On Sun, 18 Jul 2004, Bill Stewart wrote:
If you're trying to build a usable cellphone, you've got much more stringent design criteria than a deskphone.
I am painfully aware of it.
You've got packaging requirements that force you into serious industrial design if you want something pocket-sized with good battery life, plus you've got to implement all the cellular interface features.
Or use the off-the-shelf modules for industrial applications that already do it, and add some glue logic.
If you're willing to build a backpack-phone, that's a lot simpler, because you can use a laptop with a [pick-your-favorite-cellular-data-standard] card and either a wired headset or a Bluetooth frob for a BT headset.
Check the Gumstix and the Enfora Enabler specs. The first is the equivalent of a grossly stripped-down laptop (80x20x6 mm, few mA sleep, 50 mA command-wait, 250mA full power w/o Bluetooth), the second one is the equivalent of a comm card (GSM/GPRS, 50x30x3 mm, tri-band 5mA standby).

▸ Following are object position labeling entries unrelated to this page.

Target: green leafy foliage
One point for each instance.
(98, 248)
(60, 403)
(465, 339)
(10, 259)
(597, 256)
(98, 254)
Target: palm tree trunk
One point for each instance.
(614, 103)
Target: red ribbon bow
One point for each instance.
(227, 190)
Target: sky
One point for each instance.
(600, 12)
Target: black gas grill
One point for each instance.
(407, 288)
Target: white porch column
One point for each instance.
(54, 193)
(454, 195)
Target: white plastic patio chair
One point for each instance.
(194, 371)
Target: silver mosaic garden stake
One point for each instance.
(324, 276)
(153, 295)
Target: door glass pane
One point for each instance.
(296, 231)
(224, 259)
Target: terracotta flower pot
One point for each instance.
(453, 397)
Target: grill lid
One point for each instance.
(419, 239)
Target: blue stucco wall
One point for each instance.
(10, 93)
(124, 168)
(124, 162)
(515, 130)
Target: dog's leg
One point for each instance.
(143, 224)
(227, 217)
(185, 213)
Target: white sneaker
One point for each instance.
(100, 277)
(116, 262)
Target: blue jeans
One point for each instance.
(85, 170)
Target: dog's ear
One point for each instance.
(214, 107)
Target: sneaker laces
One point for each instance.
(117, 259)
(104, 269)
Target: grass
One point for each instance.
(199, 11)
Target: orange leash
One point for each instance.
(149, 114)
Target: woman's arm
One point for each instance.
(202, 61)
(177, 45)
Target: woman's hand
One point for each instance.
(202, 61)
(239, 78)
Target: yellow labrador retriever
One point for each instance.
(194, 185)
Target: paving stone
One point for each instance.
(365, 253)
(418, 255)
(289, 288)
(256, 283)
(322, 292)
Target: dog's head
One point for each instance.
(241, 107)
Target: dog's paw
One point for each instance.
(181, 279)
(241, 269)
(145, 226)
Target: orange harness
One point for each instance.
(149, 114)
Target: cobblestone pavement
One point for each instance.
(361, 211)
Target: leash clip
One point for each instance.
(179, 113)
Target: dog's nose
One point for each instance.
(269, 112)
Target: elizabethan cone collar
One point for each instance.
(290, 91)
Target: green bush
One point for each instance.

The laptop approach is good for prototyping, though.
I'm not aware of any cellular data cards in PDA-usable format (unless you've got a PDA big enough for PCMCIA), but you could take a GSM etc. phone with a wired interface to a PDA.
I'd try the Enfora module in that case. RS232 for data and control, and analog I/O for voice. The PDA approach definitely has its merit.